Republican presidential candidates and their super PACs have begun 2016 by appealing to the primary electorate’s sobriety, despite scant evidence of its existence. Various candidates, with the key exception of Donald Trump, are offering a message of serious leadership, a trait either that too many candidates possess for voters to decide among them or one about which few voters care. The message serves as both a lament over the decidedly unserious nature of the 2015 leg and a hope for a better stretch in 2016: Either voters will come around to valuing seriousness as voting nears, or Trump will be the Republican presidential candidate.
Trump on Monday released his first television advertisement, which can best be described as an actualization of the hilarious thought experiment, What if the archetypical “somber-voiced political ad narrator guy” tried to speak like Donald Trump? It is what it is. The ad will earn exponentially more airtime in free media coverage than the hard-dollar New Hampshire buy allots for, reinforcing Trump’s theory that paid media is a waste for a candidacy like his. But it is not the only new message out on Monday.
Gather ’round, family, for the Rick Santorum campaign has scrounged together enough loose change to produce a television ad. It goes after Iowa front-runner Sen. Ted Cruz, who is depicted reading stories to his children on the Senate floor. “Ted Cruz is wonderful at reading children’s fairy tales on the Senate floor,” the narrator begins, even though Green Eggs and Ham is not a fairy tale. “Rick Santorum spent his time in the Senate a little differently.” The ad mentions how Santorum was on the Armed Services Committee for eight years, wrote a law imposing sanctions on Iran, and other superserious things that Iowa voters won’t care about because they like Cruz better. “If you want to protect America and defeat ISIS, Rick Santorum’s your president,” the ad concludes. “Because serious times need serious people.”
One of Cruz’s amply funded super PACs, Keep the Promise 1, released an ad Monday that does to Sen.
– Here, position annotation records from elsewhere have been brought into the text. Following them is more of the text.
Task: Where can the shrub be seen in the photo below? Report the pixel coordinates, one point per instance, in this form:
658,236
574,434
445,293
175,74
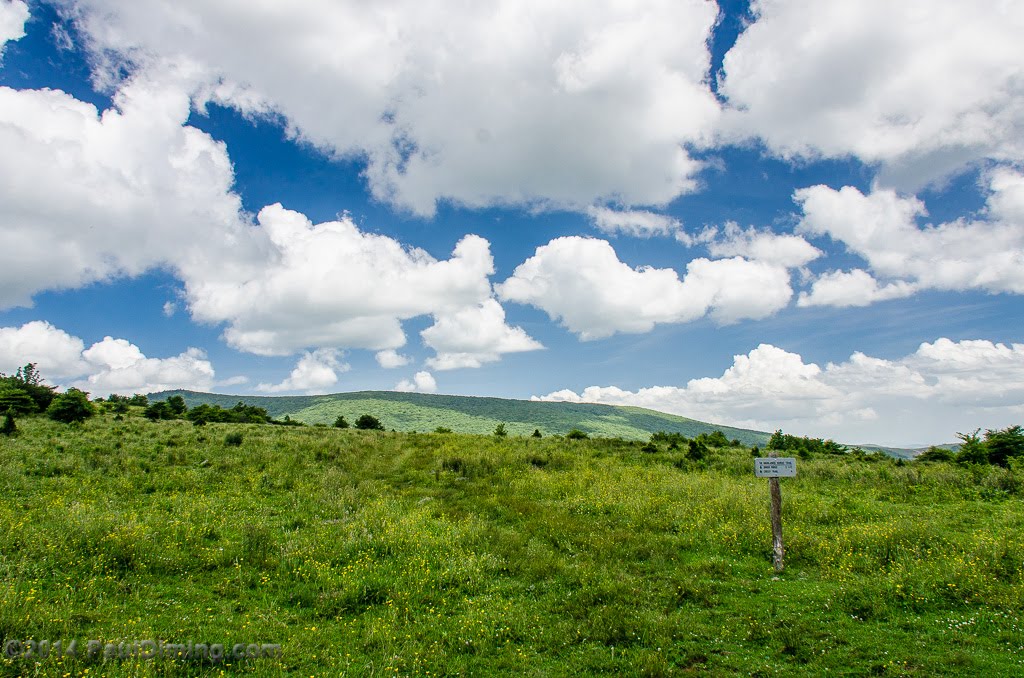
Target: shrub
696,451
8,427
72,406
369,423
177,406
16,399
29,380
158,411
934,454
Marco Rubio what Santorum does to Cruz: Unfairly cherry-picks some footage of the candidate in a lighter moment to prove that he’s not serious enough to be America’s war president. The ad overlays the usual scary footage of armed foreign people with commensurate scary music and asks, “What would Marco Rubio’s leadership look like?” It then shows a clip, originally shot for a dumb Web video the Rubio campaign released in October, of Rubio making his fantasy football picks. Vote Ted Cruz: As president, he will not enjoy a single moment of levity. (Rubio, for his part, attacked Cruz in New Hampshire on Monday for not being serious enough to spend infinite amounts of federal money on bomb procurement or to spy on every American all the time.)
Jeb Bush will also begin running a new ad in New Hampshire on Tuesday. It, too, shows scary pictures of terrorists, over which our man says, “serious times require serious leadership”—almost identical to the lame slogan in Santorum’s ad.
Former Arkansas Gov. Mike Huckabee, like Santorum, is a previous winner of the Iowa caucuses. And Huckabee, like Santorum, is losing pitifully this year as novice candidates like Cruz and Ben Carson suck up Iowa’s social conservative vote. “This has been, of all the election cycles I’ve been involved in, this has been one of the most bewildering,” Huckabee, per the Des Moines Register, said at a Sunday event, “because it’s almost as if the more experience, the more preparation one has had for this job, it’s almost like it’s a detriment than it is an asset.”
Huckabee should feel especially offended, since he has experience as both a longtime governor and a conservative entertainment personality who’s constantly spouting off attention-grabbing nonsense. But his venting of frustration at the oddness of this cycle harkens back to New York magazine’s Jonathan Chait’s description of the process in September, after Wisconsin Gov. Scott Walker dropped out: “The Republican presidential race has appeared to take the form of a kind of reverse meritocracy, in which the candidates with real political accomplishments (Walker and, before him, former Texas governor Rick Perry) are driven out, and novices with strong television skills rise to the top.” This remains the dynamic of the race, as Trump, Cruz, and Rubio, who have zero hard political accomplishments between them, sit atop the field. And Rubio is the least likely of those three to win the nomination, largely because he committed the heresy of almost accomplishing something serious and noteworthy.
What is “seriousness”? It doesn’t necessarily have to go hand in hand with “political experience,” and when political candidates urge voters to select the “serious” choice, they always just mean, “select me.” I would say that “seriousness” connotes an understanding of the job of president and a fluency in major policy issues. What we have this cycle is a front-runner who’s both politically inexperienced and visibly unversed in major policy issues—something that’s hurt Carson, but not Trump.
There must be something the non-Trump candidates see while crafting their messages about “seriousness” that’s not apparent to the naked eye. It’s a message that hasn’t worked this cycle, but they continue offering it. Maybe they’re hoping that once voting begins, voters en masse will think, “Oh God, am I really going to push a button that says ‘Donald Trump’ today?” Or they’ve just got nothing better to suggest. It’s much easier when the electorate cooperates.